795 F.2d 893 (10th Cir. 1986)

Facts

Hoye (P) filed suit against Meek (D) and other members of the board of Guaranty Trust Company. P was the trustee in bankruptcy for the estate of Guaranty Trust Company. The problems started with Guaranty's highly leverage investment in Ginnie Mays between January 1977 and December 1978. As interest rates rose, Guaranty sustained increasing losses on their investments. One of Guaranty's stated investment policies was that no more than $100,000 would be placed in any type of investment. Excepted from this limitation were government securities. For seven years, the company operated at a profit, and periodic bank examinations did not disclose any major problems.
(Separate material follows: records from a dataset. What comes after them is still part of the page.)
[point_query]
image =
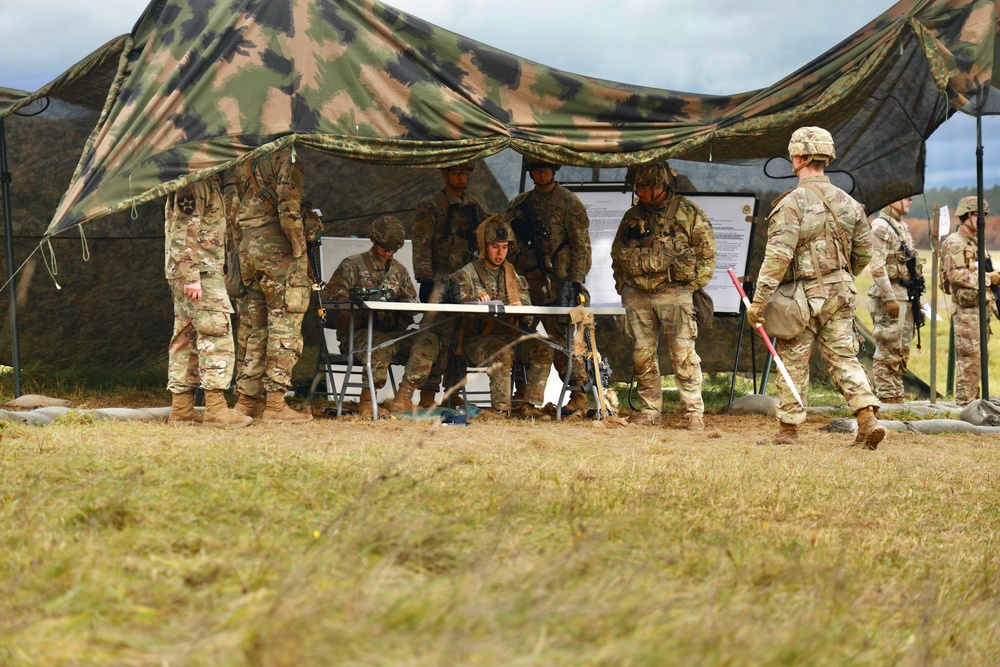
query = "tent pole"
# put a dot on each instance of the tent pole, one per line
(8, 226)
(984, 315)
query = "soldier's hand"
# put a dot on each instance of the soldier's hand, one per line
(426, 287)
(755, 314)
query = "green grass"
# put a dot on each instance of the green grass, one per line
(354, 543)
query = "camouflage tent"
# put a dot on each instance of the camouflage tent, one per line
(201, 84)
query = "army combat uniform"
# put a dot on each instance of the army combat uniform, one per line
(660, 256)
(444, 240)
(480, 337)
(563, 238)
(202, 350)
(274, 266)
(364, 270)
(960, 276)
(806, 243)
(893, 335)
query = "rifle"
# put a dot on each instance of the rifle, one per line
(915, 287)
(988, 265)
(532, 232)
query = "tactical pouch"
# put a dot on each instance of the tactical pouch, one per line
(787, 313)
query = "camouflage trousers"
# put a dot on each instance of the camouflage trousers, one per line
(892, 345)
(201, 351)
(671, 311)
(536, 355)
(968, 363)
(278, 293)
(831, 327)
(421, 349)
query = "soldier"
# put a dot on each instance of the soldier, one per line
(202, 350)
(553, 239)
(274, 267)
(819, 236)
(892, 317)
(481, 339)
(377, 269)
(444, 228)
(960, 279)
(664, 250)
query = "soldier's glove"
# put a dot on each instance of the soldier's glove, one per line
(755, 314)
(426, 287)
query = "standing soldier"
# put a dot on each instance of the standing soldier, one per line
(664, 250)
(481, 339)
(819, 236)
(377, 269)
(960, 279)
(444, 240)
(201, 350)
(553, 238)
(274, 267)
(892, 315)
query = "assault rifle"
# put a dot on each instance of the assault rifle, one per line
(532, 232)
(915, 287)
(988, 265)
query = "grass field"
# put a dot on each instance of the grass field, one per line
(354, 543)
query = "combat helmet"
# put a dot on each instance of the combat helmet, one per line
(492, 230)
(967, 205)
(812, 142)
(657, 174)
(388, 232)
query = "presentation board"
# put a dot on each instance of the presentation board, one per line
(728, 213)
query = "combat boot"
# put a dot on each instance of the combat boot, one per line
(577, 401)
(403, 400)
(218, 414)
(696, 422)
(182, 412)
(251, 406)
(787, 434)
(427, 398)
(870, 430)
(277, 410)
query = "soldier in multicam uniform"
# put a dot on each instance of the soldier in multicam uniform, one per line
(820, 236)
(481, 339)
(274, 267)
(553, 238)
(663, 252)
(444, 228)
(892, 316)
(201, 350)
(960, 278)
(377, 268)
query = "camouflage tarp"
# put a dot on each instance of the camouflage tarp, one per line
(201, 84)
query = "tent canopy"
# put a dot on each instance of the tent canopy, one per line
(201, 84)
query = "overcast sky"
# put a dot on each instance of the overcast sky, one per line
(706, 46)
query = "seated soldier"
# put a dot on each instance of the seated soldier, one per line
(483, 340)
(377, 269)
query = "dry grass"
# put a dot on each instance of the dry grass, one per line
(356, 543)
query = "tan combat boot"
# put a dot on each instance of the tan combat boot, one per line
(870, 430)
(403, 400)
(695, 422)
(278, 410)
(577, 401)
(427, 398)
(787, 434)
(218, 414)
(182, 412)
(251, 406)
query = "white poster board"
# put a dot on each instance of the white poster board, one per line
(728, 213)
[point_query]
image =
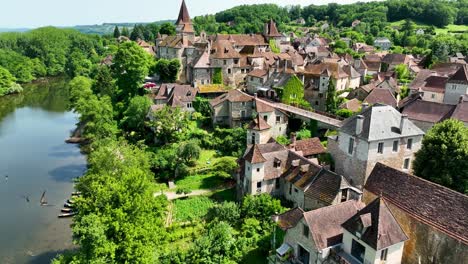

In 1978, serious problems were uncovered by a bank examiner as records did not reflect recent investments in Ginnie Mays. In January 1977, through the initiative of Maxwell Meek, and unknown to D and the other directors, Guaranty had begun investing in Ginnie Mays which were subject to repurchase contracts. At the end of the repurchase term, Guaranty had the option of paying its broker the full purchase price and taking delivery or renewing the contract. Guaranty continually opted to roll over the investment through repurchase contracts. As interest rates rose, the market value declined. As Ginnie Mays were considered government securities, they were exempted from the $100,000 limit. Guaranty got in deep trouble because it elected to finance the purchase of these contracts and within two months of the initial investment it had lost $521,420.90. This was because Guaranty had to pay the broker interest and cover any market price differential. By October 1977, the money allocated to repurchase contracts was $628,219.77; this exceeded the net worth of Guaranty. Between October 1977 and December 1978, Guaranty spent an additional $790,717.62 on repurchase contracts. Total losses amounted to $1,418,937.39 The district court held that Ds had breached their duty of care by failing to curb the investments while losses on the investment exceeded the company's assets. The court also held that Ds failed to monitor investment decisions and results and gave excessive authority to his son.